Perfect absorption properties of a near-infrared super-surface perfect absorber based on a multilayer subwavelength array structure

Abstract

In this paper, we design a near-infrared metasurface perfect absorber. The absorber consists of a substrate, a chromium(Cr) layer and a four-layer nanocirlce array. The chromium(Cr) layer is on the silicon dioxide(SiO₂) substrate, and the four-layer nanocircle array on the top, which is composed of silicon(Si), magnesium fluoride(MgF₂), chromium(Cr) and gallium(GaAs) nanocircles with the total thickness of 880nm. The absorption is above 0.913 in the absorption band, where the top absorption is 0.991 and the average absorption is 0.963. Due to the fully symmetric structure, the absorber is not affected by polarization. It can be observed that as the angle of incidence varies from 0° to 60°, the average absorption rate of the absorber does not change significantly. This data indicates the structure's extreme insensitivity to the angle of incident light.
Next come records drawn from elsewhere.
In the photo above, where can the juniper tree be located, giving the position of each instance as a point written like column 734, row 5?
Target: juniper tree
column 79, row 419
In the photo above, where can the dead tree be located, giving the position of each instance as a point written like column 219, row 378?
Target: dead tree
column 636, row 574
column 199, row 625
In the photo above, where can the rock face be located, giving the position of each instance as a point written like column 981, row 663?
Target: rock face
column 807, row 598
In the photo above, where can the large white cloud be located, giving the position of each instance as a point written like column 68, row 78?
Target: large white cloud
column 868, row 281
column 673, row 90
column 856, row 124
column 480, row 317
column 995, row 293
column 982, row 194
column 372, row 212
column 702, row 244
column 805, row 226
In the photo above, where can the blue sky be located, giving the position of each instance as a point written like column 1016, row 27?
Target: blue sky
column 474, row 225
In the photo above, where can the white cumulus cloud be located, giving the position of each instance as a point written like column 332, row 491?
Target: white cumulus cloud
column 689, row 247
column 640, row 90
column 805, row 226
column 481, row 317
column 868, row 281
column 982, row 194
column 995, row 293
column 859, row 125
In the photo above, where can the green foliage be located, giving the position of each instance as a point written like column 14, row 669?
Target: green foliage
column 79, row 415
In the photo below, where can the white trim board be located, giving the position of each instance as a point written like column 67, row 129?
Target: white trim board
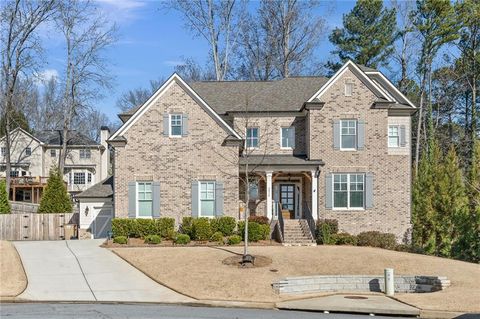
column 175, row 78
column 339, row 73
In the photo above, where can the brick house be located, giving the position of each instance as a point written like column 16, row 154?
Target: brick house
column 315, row 148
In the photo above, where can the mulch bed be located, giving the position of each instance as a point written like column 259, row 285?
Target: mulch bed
column 138, row 242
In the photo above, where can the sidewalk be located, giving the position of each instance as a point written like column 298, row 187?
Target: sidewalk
column 82, row 271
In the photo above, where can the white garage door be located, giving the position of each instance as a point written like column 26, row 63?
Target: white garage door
column 103, row 222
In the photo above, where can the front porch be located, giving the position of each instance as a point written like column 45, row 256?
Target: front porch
column 282, row 187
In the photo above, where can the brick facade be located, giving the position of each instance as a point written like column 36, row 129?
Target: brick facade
column 176, row 162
Our designed near-infrared metasurface perfect absorber is of good absorption performance and great application prospect in optical communication, broadband thin-film thermal emitter, thermal photovoltaic cell and solar cell. In addition, the high absorption performance of the absorber is insensitive to the tolerance of paramaters which is one of the attraction of practical application.